Shared Object Definition Example

In concurrent engineering, two different authoring tools can create and publish the same object. For example, Aspen Basic Engineering and Smart P&ID can both create and publish the same pump. In Aspen Basic Engineering, a user places a pump called P100 on a PFD and publishes the document. At the front end of the engineering process, very little is known about the pump other than the following:

  • Some kind of pumping function is required.

  • The pump is connected to streams.

  • The streams have a certain fluid code running through them.

  • The pump needs to pump at a certain volume.

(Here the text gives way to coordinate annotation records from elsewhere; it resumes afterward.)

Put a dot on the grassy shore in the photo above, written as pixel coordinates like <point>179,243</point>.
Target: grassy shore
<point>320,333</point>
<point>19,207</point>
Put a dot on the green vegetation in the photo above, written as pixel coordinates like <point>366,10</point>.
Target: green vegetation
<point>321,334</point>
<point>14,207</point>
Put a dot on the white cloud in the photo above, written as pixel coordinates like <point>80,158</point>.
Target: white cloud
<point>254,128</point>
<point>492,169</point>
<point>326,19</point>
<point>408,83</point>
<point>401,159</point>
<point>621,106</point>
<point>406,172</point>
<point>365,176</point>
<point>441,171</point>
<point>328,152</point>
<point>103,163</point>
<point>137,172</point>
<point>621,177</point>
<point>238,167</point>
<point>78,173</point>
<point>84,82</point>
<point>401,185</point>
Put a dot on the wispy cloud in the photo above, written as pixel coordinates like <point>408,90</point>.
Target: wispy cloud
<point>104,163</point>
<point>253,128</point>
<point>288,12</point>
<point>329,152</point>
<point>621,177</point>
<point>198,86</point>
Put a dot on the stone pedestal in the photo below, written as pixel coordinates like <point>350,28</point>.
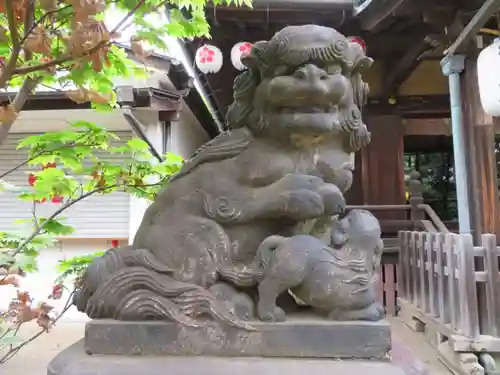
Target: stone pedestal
<point>298,346</point>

When the PFD is defined, the user does not know how the pumping function with these general requirements will be accomplished. That information is left up to the P&ID portion of the workflow. In the PFD, the user sees some interfaces and properties of the pump, but not everything that defines the pump in an integrated environment.

In Smart P&ID, engineers start adding value to the design by adding more information, such as the type of pump needed and so on. When Smart P&ID publishes the P&ID containing the same pump (P100) as part of the workflow, the users see more interfaces because the pump object is being enriched as it moves through the design process. When the engineer updates the Equipment Data Sheet in Aspen Basic Engineering, there are thousands of properties describing the same object, further enriching it.

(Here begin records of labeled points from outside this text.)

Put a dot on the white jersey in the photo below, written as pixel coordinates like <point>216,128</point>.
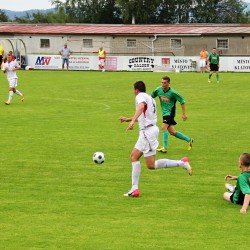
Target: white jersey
<point>10,74</point>
<point>149,115</point>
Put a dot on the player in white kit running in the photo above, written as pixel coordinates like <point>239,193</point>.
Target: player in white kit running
<point>147,142</point>
<point>10,68</point>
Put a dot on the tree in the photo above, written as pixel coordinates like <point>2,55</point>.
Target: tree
<point>173,11</point>
<point>3,16</point>
<point>91,11</point>
<point>218,11</point>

In each authoring tool, the pump (P100) is published with a different class definition, including PFDProcessEquipment, PIDProcessEquipment, and EQDCentrifugalPump. However, a shared object definition called SharedEquipment_PM indicates that these three class definitions all define the same object in an integrated environment. The three class definitions coexist in a sharing relationship. The shared object definition collects information to indicate this sharing relationship.

If you look at the realizes relationship for each class definition, you can see many of the same properties because, as the object moves from one tool to another, properties are updated and the information is enriched.

When an object is created in the PFD, it has a unique identifier for the object (UID). For example, PFD UID AA1 (P100) gets published. Then, Smart P&ID retrieves P100, some additional work is done, and it gets published as PID UID AA2 (P100). The two publishes establish a Same As relationship. The Same As relationship indicates that object AA1 is the same as object AA2.